People in immigration detention face physical and sexual violence, medical abuse and neglect, and unsanitary conditions, she says. Botchkareva’s work will focus on physical health needs of detainees; a separate coalition project focuses on mental health needs.

“Defending immigrant individuals in removal proceedings has taught me to be grateful for every day my clients are alive,” Botchkareva says. As a refugee aid worker prior to law school, “I grappled with a lot of frustration and sadness from having immigrant clients whose primary issue was a health issue,” she says. “They were saying, ‘I’m not going to get papers until 10 years from now, but what is going to happen to me is I’m going to die of cancer.’ If you really want to change people’s lives, if you really want to get people from a place of vulnerability and instability to a place of thriving in power, you’ve got to integrate health care into [advocacy].”

Finding a Path to Public Service

The Skadden Fellowship is an impressive outcome for someone who was determined not to go to law school. Botchkareva’s first job after college was as a law firm paralegal, but at the time she thought legal training seemed like an expensive undertaking that would just lead her away from her passion: uplifting immigrant communities. 

She’d found that calling at the law firm, when she was summoned to translate Spanish to English during a client interview for an asylum case. Her previous plan, to focus on foreign policy and international relations, went out the door. 

Studying diplomacy paled. “It was one thing to talk about the U.N. and bigwigs talking behind closed doors,” she says. “It was really different seeing people show me the scars that they got from going to protests or talk about seeing their brother get murdered in a revolution.” Helping individuals is “a much more immediate and compelling way of addressing these global crises.”

Botchkareva then worked for a refugee aid agency and as a journalist researching organized crime that pushes Central Americans to flee and become refugees. “I worked in immigration law from a bunch of different angles,” she says. “But what I wanted to be able to do is, if a person came to me and asked for help getting stable status in the U.S., I wanted to be able to walk into a courtroom and just get them that stability.” 

She chose Columbia Law because of the opportunity to participate in the Immigrants’ Rights Clinic, taught by Elora Mukherjee, Jerome L. Greene Clinical Professor of Law. “Once I heard about Elora, that’s when I knew that this was the place that I needed to study.” As a 1L, before she could officially join the clinic, she worked as a translator for clinic cases.

Botchkareva’s parents emigrated from the former Soviet Union in the early 1990s, so her own background gives her insight into her work. “Dealing with the incredible benefits of immigration, but also seeing the difficulties that come with it, really drew me to the clients that I got to work with,” she says.

Botchkareva was a member of the inaugural cohort of Public Interest/Public Service (PI/PS) Fellows (now the Max Berger ’71 Public Interest/Public Service Fellows Program), which provides resources to students committed to working in the public interest, human rights, and government sectors. In 2021, she was named a Social Justice Initiatives All-Star Honoree. 

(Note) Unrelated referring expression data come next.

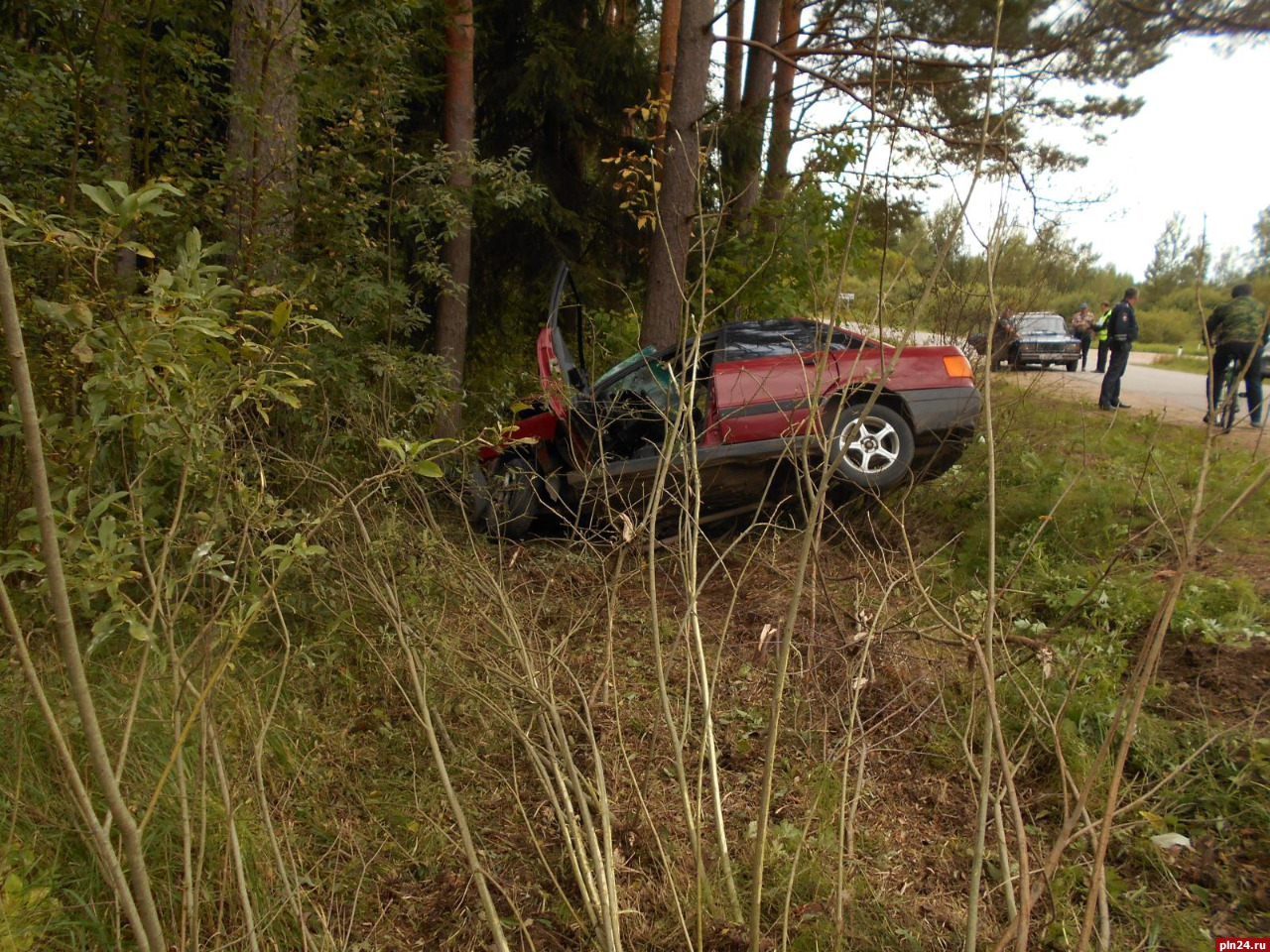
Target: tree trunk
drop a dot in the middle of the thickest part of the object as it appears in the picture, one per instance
(668, 44)
(114, 121)
(263, 128)
(781, 140)
(677, 202)
(457, 130)
(747, 136)
(733, 58)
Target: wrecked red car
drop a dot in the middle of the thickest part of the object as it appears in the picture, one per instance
(731, 416)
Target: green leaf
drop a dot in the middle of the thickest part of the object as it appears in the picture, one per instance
(393, 447)
(427, 468)
(82, 352)
(281, 316)
(100, 198)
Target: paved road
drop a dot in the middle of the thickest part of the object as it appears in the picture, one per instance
(1175, 395)
(1146, 388)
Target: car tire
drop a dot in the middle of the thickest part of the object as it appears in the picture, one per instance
(873, 449)
(512, 498)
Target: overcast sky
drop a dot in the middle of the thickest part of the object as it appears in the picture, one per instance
(1201, 145)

“The PI/PS program has been a huge source of support throughout my time at Columbia,” she says. “In the spring of 1L year, they gave us a list of alumni that we could choose to connect with, and I just called everyone under the sun.” Through those conversations, Botchkareva discovered the medical-legal partnership model and realized it could address the problems immigrants had talked to her about. That model became the cornerstone of her Skadden project proposal, and three years later, she is getting the chance to put her plan into practice, beginning with CAIR Coalition. 

“I’m really excited to have a career where I get to explore how to structure public interest services in a way to maximize their impact and their ability to uplift the communities that we serve,” she says. “Whether that’s going to be through medical-legal partnerships for the rest of my career or through some other model, that’s really what I’m excited to explore in the next decades.”